Histoires de famille, Histoires de guerre
de Marc-Alain Wolf

critiqué par Libris québécis, le 18 septembre 2014
(Montréal - 82 ans)


La note:  étoiles
Au jardin des ronces mortelles
Marc-Alain Wolf est un juif né en France. Installé à Montréal, il est devenu psychiatre en plus de manier la plume avec bonheur. Ce recueil de nouvelles est sa quatrième œuvre de fiction. Une œuvre qui ressemble à un roman parce qu’il s’agit d’histoires familiales reliées à la Deuxième Guerre mondiale.

La photo de couverture montre ses grands-parents entourés de leurs huit enfants dont il est issu. La vie les a fortement malmenés quand le petit moustachu a décidé que les juifs étaient à l’origine des problèmes de l’Allemagne. Il fallait les exterminer en les envoyant dans les camps de la mort.
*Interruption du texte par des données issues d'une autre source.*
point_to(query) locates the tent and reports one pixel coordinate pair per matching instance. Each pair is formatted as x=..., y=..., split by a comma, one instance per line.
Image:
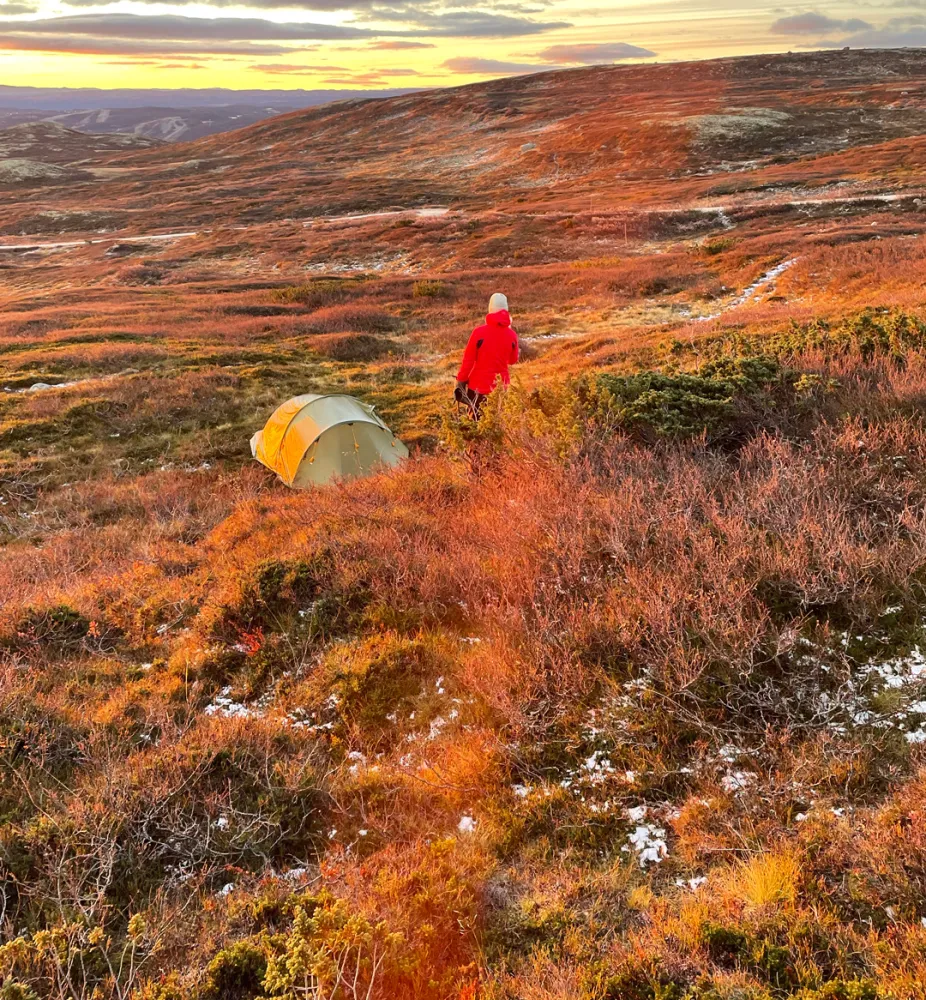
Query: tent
x=311, y=440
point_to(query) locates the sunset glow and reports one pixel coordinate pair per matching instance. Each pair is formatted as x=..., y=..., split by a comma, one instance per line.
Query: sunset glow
x=363, y=44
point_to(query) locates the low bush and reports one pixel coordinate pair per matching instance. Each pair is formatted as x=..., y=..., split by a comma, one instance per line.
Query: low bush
x=351, y=318
x=353, y=347
x=430, y=288
x=317, y=293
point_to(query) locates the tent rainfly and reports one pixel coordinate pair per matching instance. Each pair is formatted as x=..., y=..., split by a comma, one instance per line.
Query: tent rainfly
x=311, y=440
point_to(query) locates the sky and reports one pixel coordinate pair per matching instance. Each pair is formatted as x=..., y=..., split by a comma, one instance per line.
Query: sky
x=377, y=44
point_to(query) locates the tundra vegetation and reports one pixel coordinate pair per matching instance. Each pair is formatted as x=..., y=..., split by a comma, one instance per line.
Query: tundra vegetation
x=619, y=694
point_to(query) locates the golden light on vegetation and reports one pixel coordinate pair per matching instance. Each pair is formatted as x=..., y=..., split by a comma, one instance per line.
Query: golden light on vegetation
x=615, y=695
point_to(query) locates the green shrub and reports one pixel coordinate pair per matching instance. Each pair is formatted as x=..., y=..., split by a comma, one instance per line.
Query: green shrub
x=840, y=989
x=236, y=973
x=723, y=398
x=59, y=628
x=320, y=292
x=429, y=289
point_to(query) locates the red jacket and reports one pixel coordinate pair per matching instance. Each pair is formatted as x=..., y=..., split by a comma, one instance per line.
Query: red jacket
x=491, y=349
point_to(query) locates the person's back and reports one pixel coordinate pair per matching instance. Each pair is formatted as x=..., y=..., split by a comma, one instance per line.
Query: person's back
x=492, y=347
Marc-Alain Wolf, en bon psychiatre, a évité les accusations, d’ailleurs inutiles parce que les faits ont été reconnus depuis longtemps. Sauf une poignée d’antisémites refusent de les reconnaître comme certains Américains refusent de croire que la terre est ronde. L’auteur ne condamne pas plus le peuple allemand pour leurs exactions. Au contraire, il relève les gestes empathiques des soldats, qui ont fermé les yeux sur les juifs en fuite. En dehors d’un contexte de belligérance, les mariages mixtes se seraient multipliés. Les juifs n’engendrent pas seulement des laideronnes. D’ailleurs, plusieurs jeunes femmes se sont servies de leurs charmes pour éloigner les suppôts affamés du loup hitlérien, qui rôdaient autour des bergeries destinées aux abattoirs d’Auschwitz, de Buchenwald…
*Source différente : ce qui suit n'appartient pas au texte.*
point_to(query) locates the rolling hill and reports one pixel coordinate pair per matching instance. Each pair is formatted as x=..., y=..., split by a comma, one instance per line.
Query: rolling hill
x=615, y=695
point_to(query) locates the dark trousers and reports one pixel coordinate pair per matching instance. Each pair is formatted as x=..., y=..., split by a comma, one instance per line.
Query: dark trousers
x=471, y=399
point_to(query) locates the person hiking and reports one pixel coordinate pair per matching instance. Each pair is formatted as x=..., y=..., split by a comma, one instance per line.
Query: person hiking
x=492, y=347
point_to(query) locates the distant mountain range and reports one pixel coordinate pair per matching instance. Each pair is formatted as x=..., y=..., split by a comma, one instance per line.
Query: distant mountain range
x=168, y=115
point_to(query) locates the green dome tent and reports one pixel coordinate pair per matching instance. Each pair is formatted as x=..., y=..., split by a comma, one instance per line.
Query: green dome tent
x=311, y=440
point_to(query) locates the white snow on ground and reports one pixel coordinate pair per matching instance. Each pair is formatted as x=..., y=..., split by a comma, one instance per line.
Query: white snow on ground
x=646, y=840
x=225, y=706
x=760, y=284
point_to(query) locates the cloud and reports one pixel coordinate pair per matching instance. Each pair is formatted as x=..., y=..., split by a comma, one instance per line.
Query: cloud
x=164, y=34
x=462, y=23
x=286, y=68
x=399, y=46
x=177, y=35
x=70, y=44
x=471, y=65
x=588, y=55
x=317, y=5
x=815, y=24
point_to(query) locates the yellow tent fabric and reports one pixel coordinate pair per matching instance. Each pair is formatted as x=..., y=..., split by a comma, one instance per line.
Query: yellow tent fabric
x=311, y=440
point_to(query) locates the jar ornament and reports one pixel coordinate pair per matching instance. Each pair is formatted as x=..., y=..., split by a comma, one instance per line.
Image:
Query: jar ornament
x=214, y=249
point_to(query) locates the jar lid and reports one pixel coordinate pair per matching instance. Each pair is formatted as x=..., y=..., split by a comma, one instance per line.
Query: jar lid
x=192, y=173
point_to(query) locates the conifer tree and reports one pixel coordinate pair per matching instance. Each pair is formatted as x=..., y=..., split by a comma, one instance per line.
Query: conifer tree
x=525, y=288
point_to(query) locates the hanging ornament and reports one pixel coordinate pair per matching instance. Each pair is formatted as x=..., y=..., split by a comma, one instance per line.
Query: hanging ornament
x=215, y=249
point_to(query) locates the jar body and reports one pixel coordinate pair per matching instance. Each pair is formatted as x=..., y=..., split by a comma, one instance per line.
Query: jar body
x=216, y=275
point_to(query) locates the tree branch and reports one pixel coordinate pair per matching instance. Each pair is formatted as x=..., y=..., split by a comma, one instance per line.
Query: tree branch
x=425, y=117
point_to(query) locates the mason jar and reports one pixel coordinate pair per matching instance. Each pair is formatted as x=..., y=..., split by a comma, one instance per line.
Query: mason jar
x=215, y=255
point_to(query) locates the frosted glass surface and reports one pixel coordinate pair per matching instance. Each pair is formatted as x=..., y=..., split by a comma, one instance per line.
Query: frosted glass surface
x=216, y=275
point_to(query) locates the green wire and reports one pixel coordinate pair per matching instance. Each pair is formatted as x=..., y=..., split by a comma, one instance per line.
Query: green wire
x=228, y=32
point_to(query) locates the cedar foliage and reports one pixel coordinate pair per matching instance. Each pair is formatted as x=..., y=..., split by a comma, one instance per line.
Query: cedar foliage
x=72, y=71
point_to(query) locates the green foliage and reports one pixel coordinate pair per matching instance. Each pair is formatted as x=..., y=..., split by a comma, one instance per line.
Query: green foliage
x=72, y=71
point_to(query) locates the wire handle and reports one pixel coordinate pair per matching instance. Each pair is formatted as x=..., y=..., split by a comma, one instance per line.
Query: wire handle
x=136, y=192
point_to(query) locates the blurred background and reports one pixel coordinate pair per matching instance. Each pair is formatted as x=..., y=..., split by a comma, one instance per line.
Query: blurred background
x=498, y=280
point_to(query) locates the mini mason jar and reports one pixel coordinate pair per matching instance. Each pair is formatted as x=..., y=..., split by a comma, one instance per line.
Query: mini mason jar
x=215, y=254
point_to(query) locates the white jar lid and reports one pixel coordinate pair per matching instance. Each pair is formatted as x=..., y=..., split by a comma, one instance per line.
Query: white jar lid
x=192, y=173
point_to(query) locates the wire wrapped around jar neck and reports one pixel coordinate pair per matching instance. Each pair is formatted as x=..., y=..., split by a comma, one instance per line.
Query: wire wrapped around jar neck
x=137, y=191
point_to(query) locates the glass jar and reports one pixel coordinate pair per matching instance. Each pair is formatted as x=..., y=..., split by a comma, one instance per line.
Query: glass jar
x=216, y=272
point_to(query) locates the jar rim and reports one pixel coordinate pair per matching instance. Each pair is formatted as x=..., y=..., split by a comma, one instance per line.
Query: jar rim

L’auteur a contourné la pitié pour s’attacher à la solidarité de la fratrie des Wolf qui a favorisé leur exil. Il évite aussi de faire de sa famille, un cas d’exemplarité. Ce ne sont pas des personnages plus grands que nature. Ils partagent avec tout un chacun défauts et courage. Il reste que la guerre comporte son lot de dommages collatéraux. La maladie, les phobies, voire la folie ont trouvé dans la belligérance des terrains propices pour ravager un peuple disséminé aujourd’hui à travers le monde, voire jusqu’au Québec où habite l’auteur, qui s’est construit une réputation enviable.
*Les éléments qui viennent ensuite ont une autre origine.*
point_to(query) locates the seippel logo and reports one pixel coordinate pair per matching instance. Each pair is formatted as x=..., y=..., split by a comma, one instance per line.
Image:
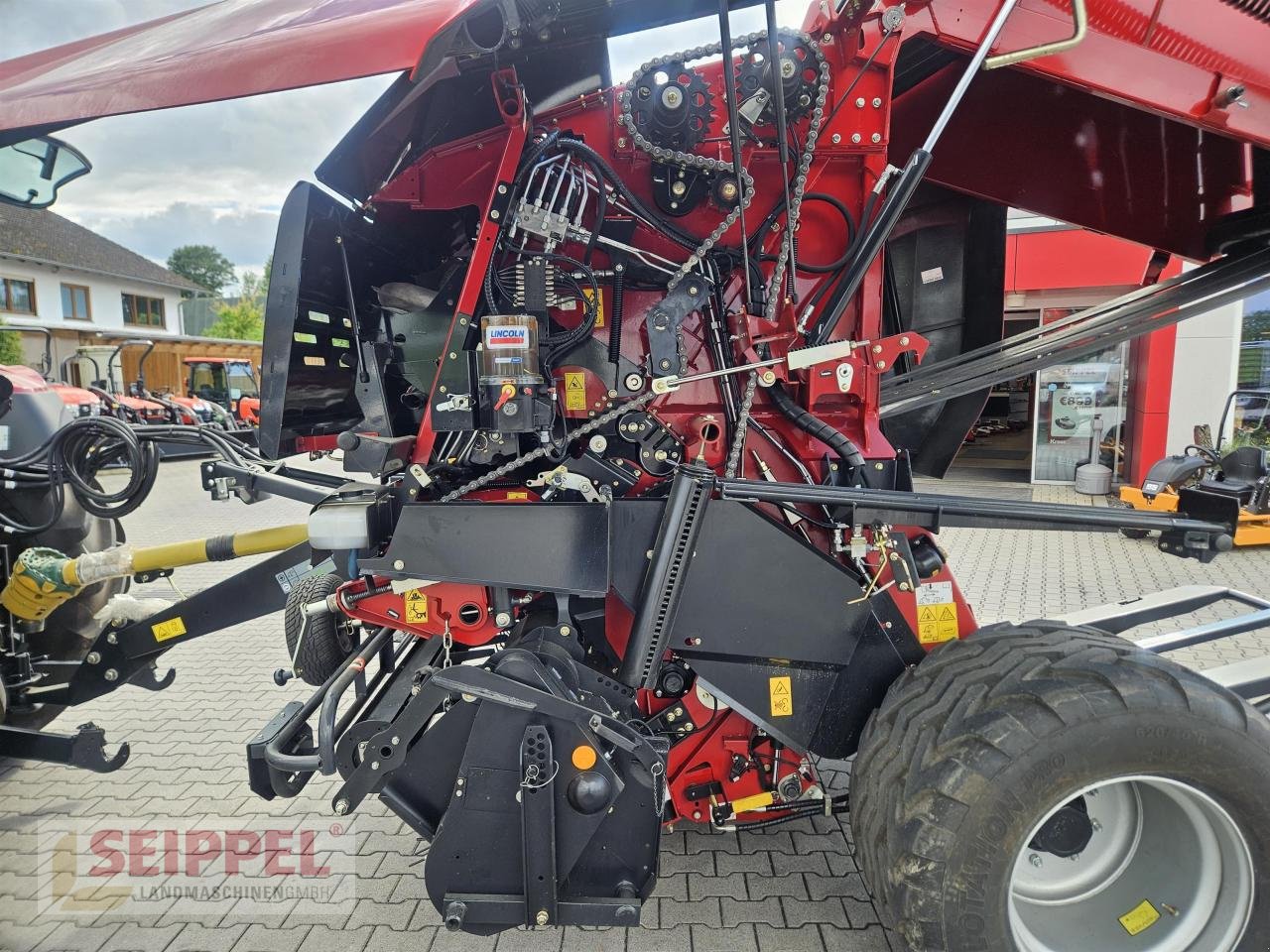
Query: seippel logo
x=105, y=866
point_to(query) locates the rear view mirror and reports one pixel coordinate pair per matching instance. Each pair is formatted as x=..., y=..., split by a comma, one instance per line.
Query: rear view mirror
x=32, y=171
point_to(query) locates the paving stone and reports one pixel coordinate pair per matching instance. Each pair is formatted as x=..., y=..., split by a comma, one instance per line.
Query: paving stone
x=765, y=887
x=73, y=937
x=806, y=938
x=322, y=938
x=737, y=910
x=385, y=939
x=699, y=912
x=677, y=939
x=583, y=939
x=259, y=938
x=813, y=911
x=199, y=938
x=702, y=887
x=143, y=938
x=23, y=937
x=735, y=939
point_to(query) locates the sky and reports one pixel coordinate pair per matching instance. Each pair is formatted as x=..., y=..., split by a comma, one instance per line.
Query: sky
x=216, y=175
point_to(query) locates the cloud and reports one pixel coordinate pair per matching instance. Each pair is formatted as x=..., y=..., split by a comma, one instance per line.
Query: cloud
x=217, y=173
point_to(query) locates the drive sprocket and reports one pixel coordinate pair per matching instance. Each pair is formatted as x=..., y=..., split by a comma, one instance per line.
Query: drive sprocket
x=801, y=75
x=672, y=105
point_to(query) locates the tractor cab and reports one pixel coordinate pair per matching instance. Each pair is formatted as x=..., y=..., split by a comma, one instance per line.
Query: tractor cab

Chaque nouvelle est consacrée à un membre de la famille et à son entourage. Elle précise comment le petit clan s’est dépatouillé avec son jardin de ronces aux odeurs de mort. L’élément déclencheur est évidemment le même pour tous. Il s’agit de fuir la guerre. Et les dénouements sans être toujours renversants tombent à point. À la lecture du recueil, on a l’impression de tourner les pages d’un album de photos sépia. C’est une œuvre écrite avec une belle simplicité et une belle complicité, desquelles transparaît l’amour de l’auteur pour les siens. Ce dernier maîtrise si bien sa plume et l’art du genre que l’on croirait lire un roman.